Abstract

Rough pressure solution interfaces, like stylolites, are one of the most evident features of localized slow deformation in rocks of the upper crust. There is a general consensus that the development of these rough structures is a result of localized, stress enhanced, dissolution of material along a fluid filled interface, but little is known on the initiation of this roughness. The aim of this article is to reveal the role of heterogeneities initially present in the host-rock on roughness initiation. This should give insights on whether stylolite roughness is generated by a stress-induced instability or by the presence of disorder in the material (i.e. quenched noise). We use a microstructural approach based on SEM/EBSD analysis combined with orientation contrast (OC) image analysis of stylolites in limestones.

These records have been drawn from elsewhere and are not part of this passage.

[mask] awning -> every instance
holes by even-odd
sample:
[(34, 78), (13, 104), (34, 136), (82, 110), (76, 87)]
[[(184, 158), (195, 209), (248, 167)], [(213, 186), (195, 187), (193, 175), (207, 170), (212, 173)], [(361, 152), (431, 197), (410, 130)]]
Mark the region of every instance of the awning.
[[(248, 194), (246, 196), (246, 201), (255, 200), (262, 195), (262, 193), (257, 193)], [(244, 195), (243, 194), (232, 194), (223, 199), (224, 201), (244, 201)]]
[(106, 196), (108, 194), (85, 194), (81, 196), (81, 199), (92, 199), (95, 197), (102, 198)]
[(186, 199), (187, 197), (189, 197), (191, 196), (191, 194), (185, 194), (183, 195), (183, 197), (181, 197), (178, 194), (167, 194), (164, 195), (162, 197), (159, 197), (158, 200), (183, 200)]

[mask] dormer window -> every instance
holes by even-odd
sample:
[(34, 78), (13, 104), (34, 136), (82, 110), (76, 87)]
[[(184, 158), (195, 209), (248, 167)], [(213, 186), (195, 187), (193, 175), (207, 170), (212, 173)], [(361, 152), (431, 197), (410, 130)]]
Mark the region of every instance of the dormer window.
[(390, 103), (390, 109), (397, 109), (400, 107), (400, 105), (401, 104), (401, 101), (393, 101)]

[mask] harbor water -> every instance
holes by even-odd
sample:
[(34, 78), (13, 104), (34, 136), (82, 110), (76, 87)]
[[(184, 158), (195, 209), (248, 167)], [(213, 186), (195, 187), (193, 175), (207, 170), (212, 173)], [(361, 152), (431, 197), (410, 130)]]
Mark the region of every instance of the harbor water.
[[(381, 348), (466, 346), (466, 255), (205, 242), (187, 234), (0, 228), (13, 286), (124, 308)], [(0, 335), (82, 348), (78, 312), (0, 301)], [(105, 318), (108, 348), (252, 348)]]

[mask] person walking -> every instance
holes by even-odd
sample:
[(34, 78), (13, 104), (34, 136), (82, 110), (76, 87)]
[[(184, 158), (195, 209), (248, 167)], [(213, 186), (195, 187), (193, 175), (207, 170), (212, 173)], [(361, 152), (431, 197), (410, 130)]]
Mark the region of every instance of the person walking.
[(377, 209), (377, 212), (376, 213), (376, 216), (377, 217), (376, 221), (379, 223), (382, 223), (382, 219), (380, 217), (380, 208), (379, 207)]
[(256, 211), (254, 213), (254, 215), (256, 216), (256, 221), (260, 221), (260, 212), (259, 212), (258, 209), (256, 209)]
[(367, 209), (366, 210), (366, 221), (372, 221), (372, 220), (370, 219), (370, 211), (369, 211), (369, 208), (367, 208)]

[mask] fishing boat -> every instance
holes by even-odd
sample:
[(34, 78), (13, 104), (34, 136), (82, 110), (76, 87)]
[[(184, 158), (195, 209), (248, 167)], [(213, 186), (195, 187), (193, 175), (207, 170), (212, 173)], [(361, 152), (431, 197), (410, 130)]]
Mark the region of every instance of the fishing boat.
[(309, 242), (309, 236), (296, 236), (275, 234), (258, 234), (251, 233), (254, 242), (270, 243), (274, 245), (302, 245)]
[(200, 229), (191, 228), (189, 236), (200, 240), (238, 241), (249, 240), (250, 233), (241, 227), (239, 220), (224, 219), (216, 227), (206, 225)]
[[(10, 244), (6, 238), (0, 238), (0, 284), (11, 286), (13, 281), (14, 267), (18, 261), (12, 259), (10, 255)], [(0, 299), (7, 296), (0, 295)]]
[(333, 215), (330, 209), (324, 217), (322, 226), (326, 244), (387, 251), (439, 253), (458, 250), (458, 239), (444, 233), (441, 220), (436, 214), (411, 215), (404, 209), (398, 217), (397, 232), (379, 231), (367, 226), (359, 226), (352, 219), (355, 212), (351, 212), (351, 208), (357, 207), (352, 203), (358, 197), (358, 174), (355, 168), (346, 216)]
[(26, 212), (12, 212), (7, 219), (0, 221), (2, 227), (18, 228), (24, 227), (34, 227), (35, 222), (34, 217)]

We found that the stylolite roughness is induced by heterogeneities in the host rock (clay particles and detrital quartz grains in our case). In addition, close to mature stylolite interfaces matrix modifications occur, which can be attributed to the compaction along the stylolite. The grain size decreases by 15-25% and a pre-existing shape- and lattice-preferred orientation (SPO, LPO) are significantly modified in the vicinity of the stylolite. The results presented here imply that localized pressure solution along stylolites is not necessarily restricted to the actual interface but influences the adjacent matrix. The heterogeneity data might serve as a quantitative basis for elaborate numerical models of localized compaction.